However, there is only so far that PUE can go. A PUE ratio of 1.0 would mean that 100% of energy going into the data centre went to the IT equipment. This is impossible because some energy is needed for cooling, lighting and power distribution. Use of equipment like uninterruptible power supples involves losses because nothing is 100% efficient.
And if you look to the industry in general, PUE values are much higher, and have flatlined for some time. This is because older data centres are more difficult (or not cost effective) to upgrade.
Industry trends mean there is significant uncertainty around future energy usage. The past decade has been the decade of migration – swapping on-premise physical servers and self-hosted VMs with cloud hosted instances, SaaS and IaaS. There is still more to migrate but as the cloud is the new default, there is less efficiency to be had just from migrations.

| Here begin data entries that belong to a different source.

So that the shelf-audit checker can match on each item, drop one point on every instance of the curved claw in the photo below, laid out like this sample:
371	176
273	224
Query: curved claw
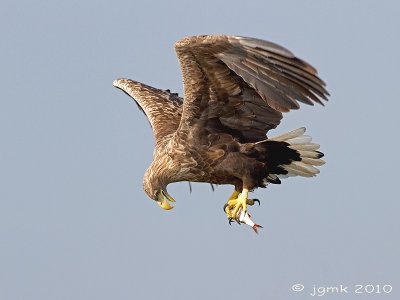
226	204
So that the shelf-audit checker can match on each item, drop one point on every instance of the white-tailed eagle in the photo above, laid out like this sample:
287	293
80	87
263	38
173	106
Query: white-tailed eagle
235	91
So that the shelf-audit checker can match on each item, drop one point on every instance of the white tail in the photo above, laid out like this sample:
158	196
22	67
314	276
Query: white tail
309	155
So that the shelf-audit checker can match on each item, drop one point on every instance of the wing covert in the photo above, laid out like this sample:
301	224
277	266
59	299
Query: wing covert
243	84
162	108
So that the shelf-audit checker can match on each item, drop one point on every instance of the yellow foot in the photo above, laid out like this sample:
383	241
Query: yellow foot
236	203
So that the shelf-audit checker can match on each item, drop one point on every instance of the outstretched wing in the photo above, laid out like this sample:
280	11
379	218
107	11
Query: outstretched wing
242	85
162	108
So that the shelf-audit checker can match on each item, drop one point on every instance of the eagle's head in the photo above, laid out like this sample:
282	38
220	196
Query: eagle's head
156	188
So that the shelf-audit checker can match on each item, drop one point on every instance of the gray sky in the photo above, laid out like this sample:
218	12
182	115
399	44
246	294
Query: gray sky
74	221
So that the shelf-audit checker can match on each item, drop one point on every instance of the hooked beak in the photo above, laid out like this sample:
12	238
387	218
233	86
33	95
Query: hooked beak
162	200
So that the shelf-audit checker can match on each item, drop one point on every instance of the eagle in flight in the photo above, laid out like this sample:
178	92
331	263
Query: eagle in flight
235	91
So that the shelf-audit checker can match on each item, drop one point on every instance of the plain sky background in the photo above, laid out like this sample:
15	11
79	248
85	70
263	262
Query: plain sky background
74	221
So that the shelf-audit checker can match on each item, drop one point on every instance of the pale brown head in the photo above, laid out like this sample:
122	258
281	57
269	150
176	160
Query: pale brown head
156	188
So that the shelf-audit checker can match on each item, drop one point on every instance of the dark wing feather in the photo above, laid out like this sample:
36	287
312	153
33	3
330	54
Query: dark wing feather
162	108
243	84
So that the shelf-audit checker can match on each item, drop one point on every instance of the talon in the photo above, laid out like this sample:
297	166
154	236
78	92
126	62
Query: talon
225	206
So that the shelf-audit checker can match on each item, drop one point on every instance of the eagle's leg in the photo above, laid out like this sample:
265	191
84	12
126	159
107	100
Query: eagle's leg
237	202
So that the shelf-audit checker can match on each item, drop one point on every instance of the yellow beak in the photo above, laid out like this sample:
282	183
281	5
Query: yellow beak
163	199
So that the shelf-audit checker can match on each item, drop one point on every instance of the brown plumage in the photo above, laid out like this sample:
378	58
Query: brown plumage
235	91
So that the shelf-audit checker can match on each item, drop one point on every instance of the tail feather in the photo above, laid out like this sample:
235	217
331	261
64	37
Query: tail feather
309	157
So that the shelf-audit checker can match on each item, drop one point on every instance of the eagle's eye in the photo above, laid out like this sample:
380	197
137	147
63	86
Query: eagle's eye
163	199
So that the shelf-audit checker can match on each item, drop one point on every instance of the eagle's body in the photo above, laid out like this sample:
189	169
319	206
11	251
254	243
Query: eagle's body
235	90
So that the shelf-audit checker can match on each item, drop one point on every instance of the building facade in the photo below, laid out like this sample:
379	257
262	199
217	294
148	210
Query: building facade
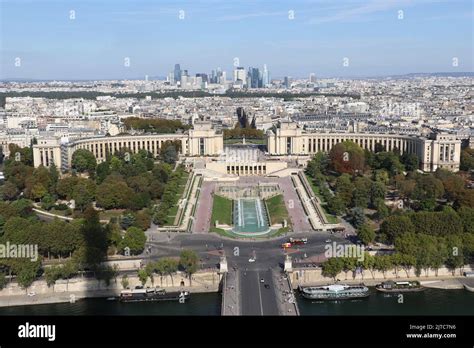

Deployment of new technologies may also overtake the migration to the cloud. This has been the reasoning behind projections that we could see data centre energy usage grow from 1% to a range of 3-13% of global electricity by 2030 (Andrae and Edler, 2015).
70% of the global population are projected to have access to mobile connectivity by 2023 (Cisco, 2020) and 70% of YouTube streaming hours are already on smartphones and tablets (Google, 2018). 5G is expected to account for 10% of global mobile devices by 2023 (Cisco, 2020) and 5G base station power usage expected to x3 higher than 4G base stations (Koziol, 2019).
How much energy will machine learning use with new types of chips? What about the end of Moore’s Law (Huang, 2015) and the deployment of large numbers of IoT sensors? What about edge compute?
Hyperscale data centers are often in regions with abundant access to renewable energy, such as Google’s Finland data center (Google, 2018). However, these locations tend to be away from population centers which means higher network response times as data must travel further to the end-user. As urbanisation increases, the need for low latency will require data centers to be sited closer to the user (Kass and Ravagni, 2019) but these locations may be less suitable for access to renewable sources of electricity or natural water sources for cooling.How much energy do data centers use?
Losing control of edge facilities
When you look at the details of Google’s improvements, they are only including the 15 facilities they own in their measurement scope.
This does not include the facilities that Google runs equipment in, but doesn’t own. You just need to look at their edge network map to see how many that is. Google has presence in 90 internet exchanges and 100 interconnection facilities, plus hundreds of additional edge nodes in metro areas.
Placing content closer to the user is necessary to reduce latency and improve things like loading times for YouTube videos. It can also improve energy efficiency because the content must only be fetched once from the central repository, then accessed locally for each subsequent user.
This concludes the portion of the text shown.